Locus of Control

We’ve all heard the old adage that there are 2 kinds of people in the world, well, guess what, it can be considered true in this example.

Locus of control is a psychological concept that refers to how strongly people believe they have control over the situations and experiences that affect their lives. The descriptions below will give you a better sense of what this means.

External Control

We’ve all met this person, they’re the ones that life tends to happen to. There’s always something happening, someone or thing to blame, and the idea of personal responsibility doesn’t seem to exist. 

Blaming others is easier than being vulnerable and taking personal responsibility but only in the short term.

Those with an External Locus of Control don’t have good boundaries, they:

  • Blame outside forces for their circumstances
  • Often credit luck or chance for any successes
  • Don’t believe that they can change their situation through their own efforts
  • Are more prone to experiencing learned helplessness

Internal Control

These people tend to affect the world. They make it happen whether successful or not, they take responsibility for themselves and their actions.

Those with an Internal Locus of Control have strong boundaries.

We’ve all had a combination of the two inside of us at one time or another, however, when I realized that taking personal responsibility for ALL my actions (and not just the obvious things), I took control of my life back.

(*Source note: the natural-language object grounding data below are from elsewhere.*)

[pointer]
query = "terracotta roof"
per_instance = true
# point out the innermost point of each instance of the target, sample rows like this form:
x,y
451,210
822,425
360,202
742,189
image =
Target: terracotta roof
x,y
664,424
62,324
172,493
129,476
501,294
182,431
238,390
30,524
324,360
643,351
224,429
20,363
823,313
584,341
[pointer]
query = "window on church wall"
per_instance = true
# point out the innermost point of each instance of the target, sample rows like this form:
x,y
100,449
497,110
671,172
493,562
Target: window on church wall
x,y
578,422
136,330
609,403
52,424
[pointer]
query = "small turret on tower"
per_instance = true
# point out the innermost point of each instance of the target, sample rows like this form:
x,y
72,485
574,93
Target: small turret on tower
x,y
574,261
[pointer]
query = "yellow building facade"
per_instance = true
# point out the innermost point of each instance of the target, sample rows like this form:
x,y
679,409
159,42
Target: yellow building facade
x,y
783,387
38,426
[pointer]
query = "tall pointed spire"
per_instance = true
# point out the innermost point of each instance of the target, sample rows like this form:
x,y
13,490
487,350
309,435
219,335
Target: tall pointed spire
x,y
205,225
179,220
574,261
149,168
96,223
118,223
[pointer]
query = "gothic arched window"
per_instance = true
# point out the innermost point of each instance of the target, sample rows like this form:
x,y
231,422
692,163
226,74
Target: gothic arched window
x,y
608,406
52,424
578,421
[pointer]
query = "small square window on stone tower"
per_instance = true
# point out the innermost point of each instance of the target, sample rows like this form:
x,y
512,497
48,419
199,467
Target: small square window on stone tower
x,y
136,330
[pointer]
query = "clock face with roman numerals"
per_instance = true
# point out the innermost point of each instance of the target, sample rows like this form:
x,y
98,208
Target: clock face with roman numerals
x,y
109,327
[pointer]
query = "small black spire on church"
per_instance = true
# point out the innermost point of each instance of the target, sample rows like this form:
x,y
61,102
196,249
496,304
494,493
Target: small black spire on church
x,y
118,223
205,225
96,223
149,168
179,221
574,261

  • Are more likely to take responsibility for their actions
  • Tend to be less influenced by the opinions of other people
  • Tend to work hard to achieve the things they want
  • Feel confident in the face of challenges
  • Report being happier and more independent
  • Often achieve greater success in the workplace

What I Learned

The big takeaway was my lack of Personal Responsibility

Not only would I lie often to avoid being uncomfortable from owning my mistakes, I would blame others for making me feel one way or another — blaming outside forces for my circumstance. When I dug into situations from my past with an honest search, it became clear that I subscribed to an external locus of control and though I was embarrassed, I had one question…

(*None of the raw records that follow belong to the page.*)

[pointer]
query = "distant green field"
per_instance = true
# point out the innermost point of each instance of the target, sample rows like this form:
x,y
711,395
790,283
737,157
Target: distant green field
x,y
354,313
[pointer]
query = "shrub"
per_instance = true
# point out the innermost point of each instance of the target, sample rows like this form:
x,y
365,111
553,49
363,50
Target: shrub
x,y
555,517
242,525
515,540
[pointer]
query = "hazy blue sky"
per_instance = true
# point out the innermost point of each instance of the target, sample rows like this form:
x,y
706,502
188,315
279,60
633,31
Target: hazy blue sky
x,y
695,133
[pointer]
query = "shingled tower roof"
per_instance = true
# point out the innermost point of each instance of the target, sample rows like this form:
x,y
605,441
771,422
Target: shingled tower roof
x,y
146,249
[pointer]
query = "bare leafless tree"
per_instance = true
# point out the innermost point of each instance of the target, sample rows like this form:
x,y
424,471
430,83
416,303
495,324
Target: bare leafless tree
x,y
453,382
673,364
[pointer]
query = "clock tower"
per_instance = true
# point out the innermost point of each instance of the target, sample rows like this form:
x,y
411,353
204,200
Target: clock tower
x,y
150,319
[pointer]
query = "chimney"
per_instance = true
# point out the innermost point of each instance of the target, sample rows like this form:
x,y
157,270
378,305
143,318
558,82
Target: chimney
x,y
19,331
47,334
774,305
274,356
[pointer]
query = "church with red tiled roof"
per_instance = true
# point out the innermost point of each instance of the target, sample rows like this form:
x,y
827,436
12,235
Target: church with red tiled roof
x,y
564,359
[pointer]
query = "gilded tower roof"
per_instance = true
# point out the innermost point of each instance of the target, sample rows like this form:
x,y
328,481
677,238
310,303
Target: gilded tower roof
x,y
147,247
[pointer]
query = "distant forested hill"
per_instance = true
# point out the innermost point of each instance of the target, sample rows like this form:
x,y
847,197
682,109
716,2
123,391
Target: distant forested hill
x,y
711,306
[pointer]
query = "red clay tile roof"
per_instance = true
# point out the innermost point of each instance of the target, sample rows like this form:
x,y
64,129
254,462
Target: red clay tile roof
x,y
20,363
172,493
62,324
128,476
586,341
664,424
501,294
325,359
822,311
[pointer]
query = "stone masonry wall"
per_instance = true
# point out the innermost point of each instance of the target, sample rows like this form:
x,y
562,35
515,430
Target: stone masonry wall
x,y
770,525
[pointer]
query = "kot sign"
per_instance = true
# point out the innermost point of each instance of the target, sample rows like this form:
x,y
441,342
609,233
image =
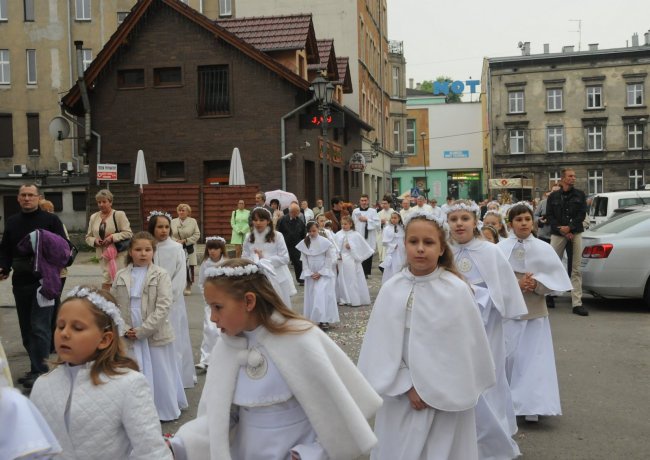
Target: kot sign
x,y
456,87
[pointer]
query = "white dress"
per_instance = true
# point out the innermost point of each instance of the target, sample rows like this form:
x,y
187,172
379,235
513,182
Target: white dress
x,y
210,330
395,254
277,253
157,363
171,256
496,422
351,282
320,295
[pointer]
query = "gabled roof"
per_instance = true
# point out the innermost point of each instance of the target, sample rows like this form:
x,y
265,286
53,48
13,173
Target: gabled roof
x,y
343,64
122,35
277,33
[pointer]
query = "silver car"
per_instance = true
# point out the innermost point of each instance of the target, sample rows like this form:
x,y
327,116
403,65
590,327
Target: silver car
x,y
616,257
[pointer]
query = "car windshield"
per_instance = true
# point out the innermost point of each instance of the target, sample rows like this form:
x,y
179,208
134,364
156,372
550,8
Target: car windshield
x,y
621,222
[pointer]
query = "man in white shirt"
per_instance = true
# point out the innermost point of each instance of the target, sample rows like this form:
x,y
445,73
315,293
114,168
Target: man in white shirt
x,y
366,222
384,217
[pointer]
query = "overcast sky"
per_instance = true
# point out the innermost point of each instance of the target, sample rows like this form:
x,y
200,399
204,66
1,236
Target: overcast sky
x,y
452,38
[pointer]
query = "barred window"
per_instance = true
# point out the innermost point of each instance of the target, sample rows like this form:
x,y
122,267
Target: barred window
x,y
214,90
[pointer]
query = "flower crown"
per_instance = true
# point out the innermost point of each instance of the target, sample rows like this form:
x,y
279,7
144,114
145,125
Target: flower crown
x,y
153,214
428,215
101,302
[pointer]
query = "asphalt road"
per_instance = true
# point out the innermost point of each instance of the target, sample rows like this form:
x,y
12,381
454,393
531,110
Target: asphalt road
x,y
603,366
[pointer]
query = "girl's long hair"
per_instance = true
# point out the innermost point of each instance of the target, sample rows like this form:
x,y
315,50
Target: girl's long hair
x,y
267,300
112,360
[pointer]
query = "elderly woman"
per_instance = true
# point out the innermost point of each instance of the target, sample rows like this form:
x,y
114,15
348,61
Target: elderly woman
x,y
106,228
186,231
239,224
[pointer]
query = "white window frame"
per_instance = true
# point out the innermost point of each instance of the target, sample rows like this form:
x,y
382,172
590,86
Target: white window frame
x,y
595,138
83,10
555,139
225,8
5,67
554,99
634,91
636,179
517,141
634,136
32,75
595,97
516,102
595,181
87,57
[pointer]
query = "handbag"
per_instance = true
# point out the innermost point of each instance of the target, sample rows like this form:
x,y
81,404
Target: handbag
x,y
121,245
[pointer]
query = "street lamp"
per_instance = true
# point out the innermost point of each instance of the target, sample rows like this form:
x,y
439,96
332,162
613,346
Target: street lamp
x,y
423,135
323,94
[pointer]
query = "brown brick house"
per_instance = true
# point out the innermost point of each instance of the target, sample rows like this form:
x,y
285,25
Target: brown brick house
x,y
175,84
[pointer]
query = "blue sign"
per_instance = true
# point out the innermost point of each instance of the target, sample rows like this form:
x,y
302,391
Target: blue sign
x,y
456,154
456,87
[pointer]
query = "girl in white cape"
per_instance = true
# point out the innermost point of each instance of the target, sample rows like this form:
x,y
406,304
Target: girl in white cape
x,y
351,282
214,256
426,353
393,241
531,365
277,387
317,254
499,298
170,255
265,243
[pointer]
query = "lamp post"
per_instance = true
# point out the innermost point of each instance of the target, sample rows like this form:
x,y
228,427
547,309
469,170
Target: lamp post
x,y
423,135
323,94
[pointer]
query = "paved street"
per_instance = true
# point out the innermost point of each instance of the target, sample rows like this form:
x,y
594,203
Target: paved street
x,y
603,366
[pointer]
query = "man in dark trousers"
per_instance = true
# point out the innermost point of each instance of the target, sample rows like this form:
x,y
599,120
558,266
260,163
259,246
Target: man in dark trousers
x,y
35,320
293,229
566,209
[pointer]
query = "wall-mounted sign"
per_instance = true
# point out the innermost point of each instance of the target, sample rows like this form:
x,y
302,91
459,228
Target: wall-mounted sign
x,y
106,171
456,87
455,154
357,162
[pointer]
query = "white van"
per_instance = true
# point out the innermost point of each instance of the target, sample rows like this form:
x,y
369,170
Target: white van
x,y
603,204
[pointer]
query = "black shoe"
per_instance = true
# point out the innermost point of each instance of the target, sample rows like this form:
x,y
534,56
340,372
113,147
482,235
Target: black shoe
x,y
580,310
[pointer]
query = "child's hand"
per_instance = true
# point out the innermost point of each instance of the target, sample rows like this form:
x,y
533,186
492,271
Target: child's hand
x,y
415,400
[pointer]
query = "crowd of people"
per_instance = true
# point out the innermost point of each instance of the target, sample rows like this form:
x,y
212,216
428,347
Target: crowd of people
x,y
458,344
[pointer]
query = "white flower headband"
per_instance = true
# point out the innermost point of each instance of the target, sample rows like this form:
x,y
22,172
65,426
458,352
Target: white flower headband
x,y
153,214
100,302
428,215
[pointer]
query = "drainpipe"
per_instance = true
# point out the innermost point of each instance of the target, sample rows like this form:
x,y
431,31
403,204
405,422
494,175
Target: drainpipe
x,y
283,141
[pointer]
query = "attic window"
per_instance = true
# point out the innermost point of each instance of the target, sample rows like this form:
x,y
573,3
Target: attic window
x,y
130,78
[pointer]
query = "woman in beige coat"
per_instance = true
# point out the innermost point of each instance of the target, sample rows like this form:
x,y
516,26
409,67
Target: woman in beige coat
x,y
185,230
106,228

How do I switch my locus of control?

I discovered that I needed to ask myself a set of questions, that taking personal responsibility meant much more than admitting fault. It meant taking control of yourself in the situations we find ourselves in. It meant setting yourself up for success because no one knows you better than yourself. No one is responsible for my well being other than myself and that included loved ones. 

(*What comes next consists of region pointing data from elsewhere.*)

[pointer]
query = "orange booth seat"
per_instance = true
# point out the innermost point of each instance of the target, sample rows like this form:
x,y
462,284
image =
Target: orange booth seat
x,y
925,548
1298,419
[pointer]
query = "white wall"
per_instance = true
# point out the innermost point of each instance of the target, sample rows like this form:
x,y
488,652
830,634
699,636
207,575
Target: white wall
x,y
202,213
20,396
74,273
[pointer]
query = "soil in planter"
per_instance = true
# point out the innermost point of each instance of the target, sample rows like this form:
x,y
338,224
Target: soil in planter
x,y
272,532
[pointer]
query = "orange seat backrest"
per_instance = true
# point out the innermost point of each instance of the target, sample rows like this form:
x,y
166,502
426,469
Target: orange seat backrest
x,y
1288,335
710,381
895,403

These were the questions I kept asking myself, situation after situation:

• What could I have done to avoid the lead up to this situation?

• Did I recognize what the signs were?

• Do I have boundaries in place for situations like this?


Note, this does not include being in an abusive relationship. 

I grew up with an abusive Father and there is nothing any of us would have done to deserve that, nor you if that is, or was, your situation.


Personal Meaning

Using the example of my Father and personal responsibility:

My Father was verbally abusive, which caused me a lot of anxiety and stress as a child and later on, as an adult, manifested into general anxiety. Those words hurt and had lasting impact, but blaming him for how he made me feel when I was an adult, one who has options, that’s External Locus of Control — Letting the actions of others dictate how you feel and react/ Blaming outside forces for my circumstances.

I understand now that there are steps I could have taken to avoid feeling that way, such as setting boundaries which I eventually implemented and then stuck to until his death.

Years later, I had a partner who shared similar narcissistic characteristics as my Father, something I recognized but only after blaming her actions and how they made me feel. I recognized that it’s not the responsibility of others to manage our emotions, it’s our own.

Yes, we want people to appreciate and love us, however, expecting others to look out for your emotions is giving someone else control over something very important to you. This is what an external locus of control can look like and did, for me.


We all want to believe that we have a healthy Internal Locus of Control, that we’re confident, and take responsibility for our actions because we know those are strengths. 

But the truth is, not all of us do. The biggest step I had to take was asking myself the following questions, and to answer them with honesty. 

I had to accept that I was going to feel uncomfortable or I would have lied to myself again.

I had to accept that I was going to feel uncomfortable or I would have lied to myself again.

  • Do I take personal responsibility for my actions even when I feel uncomfortable?
  • Do I blame others for situations that I had a part in?
  • Do I lie to avoid being uncomfortable?